Gifford was leaning against the driver’s door of the Prefect, his arms folded. He raised an inquisitive eyebrow as Duggan approached. Duggan shrugged and shook his head and joined him, leaning against the car. They watched in silence as men left the church in dribs and drabs until the Mass ended and crowds began to pour from the main door and side doors.

‘There they are,’ Gifford muttered as the O’Sheas emerged from the door on their side of the church.

They watched Mr O’Shea move slowly through the throng outside, his wife and children hidden until they came out to the footpath and turned towards their home.

‘What do we do now, general?’ Gifford demanded, handing him back the car keys. ‘Come between them and the Sunday roast? Or escort them safely home?’

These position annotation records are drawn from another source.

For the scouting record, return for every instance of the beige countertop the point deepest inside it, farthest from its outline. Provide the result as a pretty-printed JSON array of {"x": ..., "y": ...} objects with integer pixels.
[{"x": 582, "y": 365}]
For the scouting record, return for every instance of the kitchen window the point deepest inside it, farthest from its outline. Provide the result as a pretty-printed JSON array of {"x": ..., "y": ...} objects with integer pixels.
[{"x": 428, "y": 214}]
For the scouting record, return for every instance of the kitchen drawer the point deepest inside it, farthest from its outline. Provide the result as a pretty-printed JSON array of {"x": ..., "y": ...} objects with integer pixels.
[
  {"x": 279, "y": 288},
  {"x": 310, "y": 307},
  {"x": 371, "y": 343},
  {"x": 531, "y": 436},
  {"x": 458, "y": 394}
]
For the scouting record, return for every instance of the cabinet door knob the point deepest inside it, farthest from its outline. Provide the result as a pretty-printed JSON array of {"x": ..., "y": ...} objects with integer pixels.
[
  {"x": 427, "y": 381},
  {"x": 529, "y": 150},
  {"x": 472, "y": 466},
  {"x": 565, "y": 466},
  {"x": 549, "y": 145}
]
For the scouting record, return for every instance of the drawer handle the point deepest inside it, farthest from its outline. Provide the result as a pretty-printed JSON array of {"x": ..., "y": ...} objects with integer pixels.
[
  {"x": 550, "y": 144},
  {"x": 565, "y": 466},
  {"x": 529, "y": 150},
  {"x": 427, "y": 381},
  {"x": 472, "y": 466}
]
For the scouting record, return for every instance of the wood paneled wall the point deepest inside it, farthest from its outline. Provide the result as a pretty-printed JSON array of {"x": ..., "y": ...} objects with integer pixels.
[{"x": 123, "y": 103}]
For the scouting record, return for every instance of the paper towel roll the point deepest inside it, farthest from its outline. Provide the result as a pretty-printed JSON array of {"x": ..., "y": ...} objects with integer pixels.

‘I don’t—’ Duggan cut short what he was about to say as the O’Sheas stopped to talk to a woman in a fur coat with two teenage daughters. ‘Fuck me,’ he breathed.

Gifford followed his gaze. ‘What?’

‘That’s my aunt,’ Duggan said, watching his aunt Mona smile at something Mrs O’Shea said to her.

‘Timmy Monaghan’s wife?’ Gifford sounded aghast. ‘And your cousins?’

Duggan nodded, his mind going into overdrive. Mona knew the O’Sheas? Which meant that Timmy knew them, too. So, did he know Goertz as well? Was he part of a group who were protecting the German? Wouldn’t surprise him at all.

‘Ah Jaysus,’ Gifford sighed, turning his back on them. ‘I’m out of here. I’m not getting involved in another Timmy Monaghan fuck-up conspiracy.’

O’Shea raised his hat to Mona as the two families separated and the Monaghans crossed the road towards Frankfort Avenue. Duggan turned away from them, bent his head to open the driver’s door and sat in. The Monaghans disappeared into the avenue and he breathed a sigh of relief, sure they hadn’t seen him.

Gifford sat in and asked, ‘Was one of them the lovely Nuala?’ She was Timmy’s eldest daughter and the cause of a lot of previous trouble.

‘No,’ Duggan replied. ‘She’s working in London.’

‘Jaysus,’ Gifford repeated. ‘The English are in more trouble than I thought.’

 

Gerda’s landlady opened the hall door and told Duggan to come into the parlour. ‘She’s titivating herself again,’ she added in a conspiratorial tone.

‘I better not,’ he said. ‘I left the car engine running.’

‘Aren’t you the lucky man that doesn’t have to worry about wasting petrol these days,’ she said, masking her disappointment in disapproval.

‘I’ll wait for her in the car,’ Duggan said, happy that his ploy had worked. He had avoided another interrogation.

‘I’ll hurry her up,’ the landlady said in a curt tone.

Duggan sat back into the car and left the engine ticking over. Gerda came out a few minutes later, smiling, and kissed him lightly on the lips when she sat in. ‘She said you were in an awful hurry. What did you say to her?’

Duggan told her and she laughed as he drove off.